CatBoostClassifier

Сlass CatBoostClassifier(iterations=None,
                         learning_rate=None,
                         depth=None,
                         l2_leaf_reg=None,
                         model_size_reg=None,
                         rsm=None,
                         loss_function='Logloss',
                         border_count=None,
                         feature_border_type=None,
                         old_permutation_block_size=None,
                         od_pval=None,
                         od_wait=None,
                         od_type=None,
                         nan_mode=None,
                         counter_calc_method=None,
                         leaf_estimation_iterations=None,
                         leaf_estimation_method=None,
                         thread_count=None,
                         random_seed=None,
                         use_best_model=None,
                         verbose=None,
                         logging_level=None,
                         metric_period=None,
                         ctr_leaf_count_limit=None,
                         store_all_simple_ctr=None,
                         max_ctr_complexity=None,
                         has_time=None,
                         allow_const_label=None,
                         classes_count=None,
                         class_weights=None,
                         one_hot_max_size=None,
                         random_strength=None,
                         name=None,
                         ignored_features=None,
                         train_dir=None,
                         custom_loss=None,
                         custom_metric=None,
                         eval_metric=None,
                         bagging_temperature=None,
                         save_snapshot=None,
                         snapshot_file=None,
                         fold_len_multiplier=None,
                         used_ram_limit=None,
                         gpu_ram_part=None,
                         allow_writing_files=None,
                         final_ctr_computation_mode=None,
                         approx_on_full_history=None,
                         boosting_type=None,
                         simple_ctr=None,
                         combinations_ctr=None,
                         per_feature_ctr=None,
                         task_type=None,
                         device_config=None,
                         devices=None,
                         bootstrap_type=None,
                         subsample=None,
                         max_depth=None,
                         n_estimators=None,
                         num_boost_round=None,
                         num_trees=None,
                         colsample_bylevel=None,
                         random_state=None,
                         reg_lambda=None,
                         objective=None,
                         eta=None,
                         max_bin=None,
                         scale_pos_weight=None,
                         gpu_cat_features_storage=None,
                         data_partition=None
                         metadata=None)
Purpose

Training and applying models for the classification problems. When using the applying methods only the probability that the object belongs to the class is returned. Provides compatibility with the scikit-learn tools.

Parameters
Parameter Description Default value
metadata The key-value string pairs to store in the model's metadata storage after the training. None

See Training parameters for the full list of parameters.

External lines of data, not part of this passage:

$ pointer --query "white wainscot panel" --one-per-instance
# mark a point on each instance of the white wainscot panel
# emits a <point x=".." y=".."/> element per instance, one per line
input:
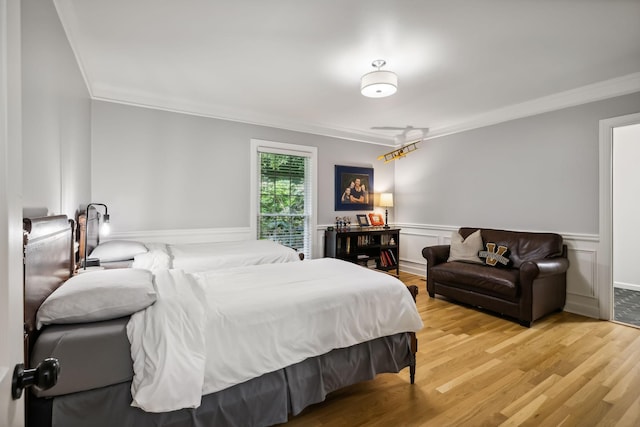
<point x="582" y="277"/>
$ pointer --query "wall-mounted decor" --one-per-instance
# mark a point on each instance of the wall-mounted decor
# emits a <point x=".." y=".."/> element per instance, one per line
<point x="354" y="188"/>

Note. Some parameters duplicate the ones specified for the fit method. In these cases the values specified for the fit method take precedence.
Attributes
Attribute Type Description
is_fitted_ bool

Check whether the model is trained.

tree_count_ int

Return the number of trees in the model.

This number can differ from the value specified in the iterations training parameter in the following cases:
  • The training is stopped by the overfitting detector.
  • The use_best_model training parameter is set to “True”.
feature_importances_ list Output the calculated feature importances.
random_seed_ int

The random seed used for training.

learning_rate_ int

The learning rate used for training.

metadata_ string

Return a proxy object with metadata from the model's internal key-value string storage. Emulates a Python dictionary and allows to iterate, get, set and delete key-values from the model's metadata storage.

Methods
Method Description
fit

Train a model.

predict

Apply the model to the given dataset.

predict_proba

Apply the model to the given dataset to predict the probability that the object belongs to the given classes.

staged_predict

Apply the model to the given dataset and calculate the results for each i-th tree of the model taking into consideration only the trees in the range [1;i].

staged_predict_proba

Apply the model to the given dataset to predict the probability that the object belongs to the class and calculate the results for each i-th tree of the model taking into consideration only the trees in the range [1;i].

eval_metrics

Calculate the specified metrics for the specified dataset.

get_feature_importance

Calculate and return the feature importances.

get_object_importance
Calculate the effect of objects from the train dataset on the optimized metric values for the objects from the input dataset:
  • Positive values reflect that the optimized metric increases.
  • Negative values reflect that the optimized metric decreases.
load_model

Load the model from a file.

save_model

Save the model to a file.

shrink

Shrink the model. Only trees with indices from the range [ntree_start, ntree_end) are kept.

get_param

Return the value of the specified training parameter.

get_params

Return the training parameters.

set_params

Set the training parameters.

score

Calculate the Accuracy metric for the objects in the given dataset.

copy

Copy the CatBoost object.

get_test_eval

Returns the formula values that were calculated for the objects from the test dataset provided for training.